Mesdames, réduites à leur cour de Bellevue et y cachant leur défaite, sans influence dans les affaires et ne gouvernant rien, frappées dans le présent et dans l'avenir par l'amour du Roi pour la Reine, ne parvenant à l'oreille du Roi et ne l'occupant qu'un jour de mardi gras où tout le monde dansait[329], Mesdames boudaient et murmuraient. Unies à Madame Louise, la carmélite de Saint-Denis, que sa haine contre l'Autriche emportait jusqu'à troubler un couvent de religieuses autrichiennes[330]; à Madame Louise, que Louis XVI avait été obligé de venir réprimander en personne, lui intimant l'ordre de ne plus se mêler des affaires du ministère[331], Mesdames se remuaient et se vengeaient dans l'ombre.
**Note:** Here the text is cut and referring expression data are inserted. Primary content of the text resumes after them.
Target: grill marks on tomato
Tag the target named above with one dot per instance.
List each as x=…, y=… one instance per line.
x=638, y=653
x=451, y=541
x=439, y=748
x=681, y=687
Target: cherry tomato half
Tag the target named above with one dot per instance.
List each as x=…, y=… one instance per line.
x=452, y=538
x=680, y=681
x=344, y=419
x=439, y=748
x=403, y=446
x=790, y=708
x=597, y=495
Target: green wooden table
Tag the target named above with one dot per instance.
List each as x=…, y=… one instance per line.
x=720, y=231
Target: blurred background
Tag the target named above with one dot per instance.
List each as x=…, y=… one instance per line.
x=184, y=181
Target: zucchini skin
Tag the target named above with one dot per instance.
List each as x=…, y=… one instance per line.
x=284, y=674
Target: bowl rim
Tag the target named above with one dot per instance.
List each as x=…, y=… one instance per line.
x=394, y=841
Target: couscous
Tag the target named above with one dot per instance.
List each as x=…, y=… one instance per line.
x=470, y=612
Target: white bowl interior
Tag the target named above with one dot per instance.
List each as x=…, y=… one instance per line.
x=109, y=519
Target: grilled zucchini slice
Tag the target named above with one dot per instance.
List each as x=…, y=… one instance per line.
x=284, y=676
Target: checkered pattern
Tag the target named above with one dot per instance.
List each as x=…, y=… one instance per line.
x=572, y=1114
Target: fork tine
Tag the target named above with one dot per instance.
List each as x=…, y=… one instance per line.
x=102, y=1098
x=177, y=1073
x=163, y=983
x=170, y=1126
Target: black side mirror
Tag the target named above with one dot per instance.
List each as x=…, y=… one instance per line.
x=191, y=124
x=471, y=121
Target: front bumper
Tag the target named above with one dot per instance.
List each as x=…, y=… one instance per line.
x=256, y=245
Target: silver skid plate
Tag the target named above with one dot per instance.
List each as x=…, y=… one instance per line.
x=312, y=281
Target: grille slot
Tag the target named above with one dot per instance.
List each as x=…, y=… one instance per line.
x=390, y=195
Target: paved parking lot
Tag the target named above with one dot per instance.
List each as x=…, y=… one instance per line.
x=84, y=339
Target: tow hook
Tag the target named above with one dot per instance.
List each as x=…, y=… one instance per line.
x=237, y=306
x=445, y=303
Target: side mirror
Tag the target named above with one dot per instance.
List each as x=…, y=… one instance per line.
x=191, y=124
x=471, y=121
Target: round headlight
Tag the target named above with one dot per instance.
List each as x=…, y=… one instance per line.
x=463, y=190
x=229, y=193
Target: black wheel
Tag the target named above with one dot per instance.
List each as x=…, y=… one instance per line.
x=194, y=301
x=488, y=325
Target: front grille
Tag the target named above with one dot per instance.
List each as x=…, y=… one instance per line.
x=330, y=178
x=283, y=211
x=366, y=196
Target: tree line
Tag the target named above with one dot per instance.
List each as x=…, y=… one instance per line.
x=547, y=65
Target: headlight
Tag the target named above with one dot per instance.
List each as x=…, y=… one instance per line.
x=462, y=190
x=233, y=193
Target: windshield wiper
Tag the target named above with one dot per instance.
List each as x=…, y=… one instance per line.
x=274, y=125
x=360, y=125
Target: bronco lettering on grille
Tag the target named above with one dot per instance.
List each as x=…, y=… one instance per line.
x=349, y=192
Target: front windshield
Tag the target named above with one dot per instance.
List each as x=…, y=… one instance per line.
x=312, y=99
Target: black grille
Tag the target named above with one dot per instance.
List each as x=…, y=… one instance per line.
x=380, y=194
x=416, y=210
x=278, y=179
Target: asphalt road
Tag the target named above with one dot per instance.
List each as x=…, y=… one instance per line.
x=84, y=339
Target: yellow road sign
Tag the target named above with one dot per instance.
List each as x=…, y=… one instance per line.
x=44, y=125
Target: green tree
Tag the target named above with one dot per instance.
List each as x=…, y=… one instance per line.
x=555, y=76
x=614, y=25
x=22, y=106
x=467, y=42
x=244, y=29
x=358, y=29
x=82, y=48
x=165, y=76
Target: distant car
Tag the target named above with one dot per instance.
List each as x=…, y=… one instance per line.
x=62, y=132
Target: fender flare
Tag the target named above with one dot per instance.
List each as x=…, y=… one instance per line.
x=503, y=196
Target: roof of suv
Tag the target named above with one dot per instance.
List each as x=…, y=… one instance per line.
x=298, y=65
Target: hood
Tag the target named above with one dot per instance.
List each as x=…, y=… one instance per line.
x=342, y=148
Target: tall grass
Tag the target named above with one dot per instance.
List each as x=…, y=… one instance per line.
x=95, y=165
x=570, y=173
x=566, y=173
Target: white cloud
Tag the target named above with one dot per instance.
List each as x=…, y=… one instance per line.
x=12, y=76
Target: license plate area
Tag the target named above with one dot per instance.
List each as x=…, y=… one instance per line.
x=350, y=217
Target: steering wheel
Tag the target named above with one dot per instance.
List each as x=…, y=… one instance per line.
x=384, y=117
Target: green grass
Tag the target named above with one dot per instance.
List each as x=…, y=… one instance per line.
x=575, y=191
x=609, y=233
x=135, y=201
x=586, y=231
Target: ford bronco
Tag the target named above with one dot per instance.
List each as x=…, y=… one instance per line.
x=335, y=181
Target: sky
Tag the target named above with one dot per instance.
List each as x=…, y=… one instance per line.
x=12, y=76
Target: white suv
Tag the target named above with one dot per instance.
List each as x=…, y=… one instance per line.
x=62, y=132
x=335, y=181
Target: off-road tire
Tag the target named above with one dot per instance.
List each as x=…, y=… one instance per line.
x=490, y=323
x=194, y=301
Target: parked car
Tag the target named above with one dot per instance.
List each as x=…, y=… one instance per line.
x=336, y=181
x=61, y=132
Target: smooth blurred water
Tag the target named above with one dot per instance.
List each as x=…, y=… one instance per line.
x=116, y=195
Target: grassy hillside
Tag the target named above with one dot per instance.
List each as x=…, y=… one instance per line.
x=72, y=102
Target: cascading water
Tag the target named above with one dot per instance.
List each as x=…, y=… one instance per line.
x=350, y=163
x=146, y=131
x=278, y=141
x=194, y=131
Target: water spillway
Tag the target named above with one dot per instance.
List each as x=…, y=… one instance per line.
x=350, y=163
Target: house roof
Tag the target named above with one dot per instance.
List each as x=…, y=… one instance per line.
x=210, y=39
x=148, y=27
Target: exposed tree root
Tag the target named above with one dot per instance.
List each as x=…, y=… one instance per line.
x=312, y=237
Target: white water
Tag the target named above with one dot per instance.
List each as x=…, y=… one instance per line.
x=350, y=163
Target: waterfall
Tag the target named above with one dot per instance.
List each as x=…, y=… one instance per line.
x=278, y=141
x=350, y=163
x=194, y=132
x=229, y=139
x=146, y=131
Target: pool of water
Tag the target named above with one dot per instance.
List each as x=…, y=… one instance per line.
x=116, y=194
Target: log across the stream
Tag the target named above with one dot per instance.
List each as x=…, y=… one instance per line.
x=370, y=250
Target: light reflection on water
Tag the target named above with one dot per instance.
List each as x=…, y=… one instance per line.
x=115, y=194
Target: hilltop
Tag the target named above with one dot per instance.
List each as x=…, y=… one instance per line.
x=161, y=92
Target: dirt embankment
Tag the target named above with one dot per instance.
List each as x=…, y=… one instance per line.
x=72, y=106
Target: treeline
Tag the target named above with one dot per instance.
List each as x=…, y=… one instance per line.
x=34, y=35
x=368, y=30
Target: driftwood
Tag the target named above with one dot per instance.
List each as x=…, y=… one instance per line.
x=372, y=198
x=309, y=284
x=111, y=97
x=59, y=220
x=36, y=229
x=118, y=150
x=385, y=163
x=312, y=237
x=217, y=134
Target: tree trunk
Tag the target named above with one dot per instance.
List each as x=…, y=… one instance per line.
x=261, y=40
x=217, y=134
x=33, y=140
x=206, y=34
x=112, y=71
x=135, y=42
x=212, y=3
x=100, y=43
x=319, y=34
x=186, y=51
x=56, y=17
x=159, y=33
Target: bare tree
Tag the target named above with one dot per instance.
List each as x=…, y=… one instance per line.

Un choix, une idée de la Reine leur étaient-ils rapportés, elles avaient, pour calomnier les actes ou les vues de la Reine, deux formules invariables, tantôt celle-ci: «Nous serions bien surprises qu'elle pensât comme mon père ou comme mon frère;» tantôt celle-là: «Nous la surprenons tous les jours avec de nouvelles opinions contraires à la maison de France[332].» Enfin, dans ce néant et ce supplice de leur position, éloignées de la cour, éloignées du Roi, et ne pouvant le disputer à la Reine, ne pouvant même pas lutter en face, Mesdames s'abaissaient à appuyer ce Mémoire du commerce de Lyon qui accusait la Reine et son amour des robes blanches de la misère du commerce de la France[333]. Mesdames étaient réduites à faire le procès à la simplicité de la Reine; elles oubliaient qu'hier elles n'avaient pas assez de reproches pour le luxe de sa toilette.
Les beaux-frères de la Reine... Il est triste de le dire, c'était parmi les frères du Roi que la Reine avait trouvé le pire de ses ennemis: j'ai nommé Monsieur; Monsieur, dont toute la conduite privée, dont toute la conduite politique n'avait été jusqu'alors qu'une critique de la vie de la Reine et un persiflage de son rôle. Marie-Antoinette tout entière à sa jeunesse et au plaisir, Monsieur affichait une piété de montre et de spectacle. Versailles en fêtes, il allait au Calvaire. Libre et sans religion d'esprit, facile aux nouveautés, penché de nature vers la popularité et ses flatteries, Monsieur se détourne de son caractère et de ses idées. Dès que l'appui donné par Marie-Antoinette au rétablissement des parlements exilés acquiert à la Reine les applaudissements de la nation, Monsieur se jette dans le parti de la résistance à l'opinion, dans le système du droit absolu de la volonté royale. Dès que la Reine touche à la politique, Monsieur ne quitte plus le crayon ni la plume: il ne fait que répandre la caricature et la satire, promener l'insulte et le discrédit de l'ironie sur les amis de la Reine, ses ministres, ses idées, ses illusions[334].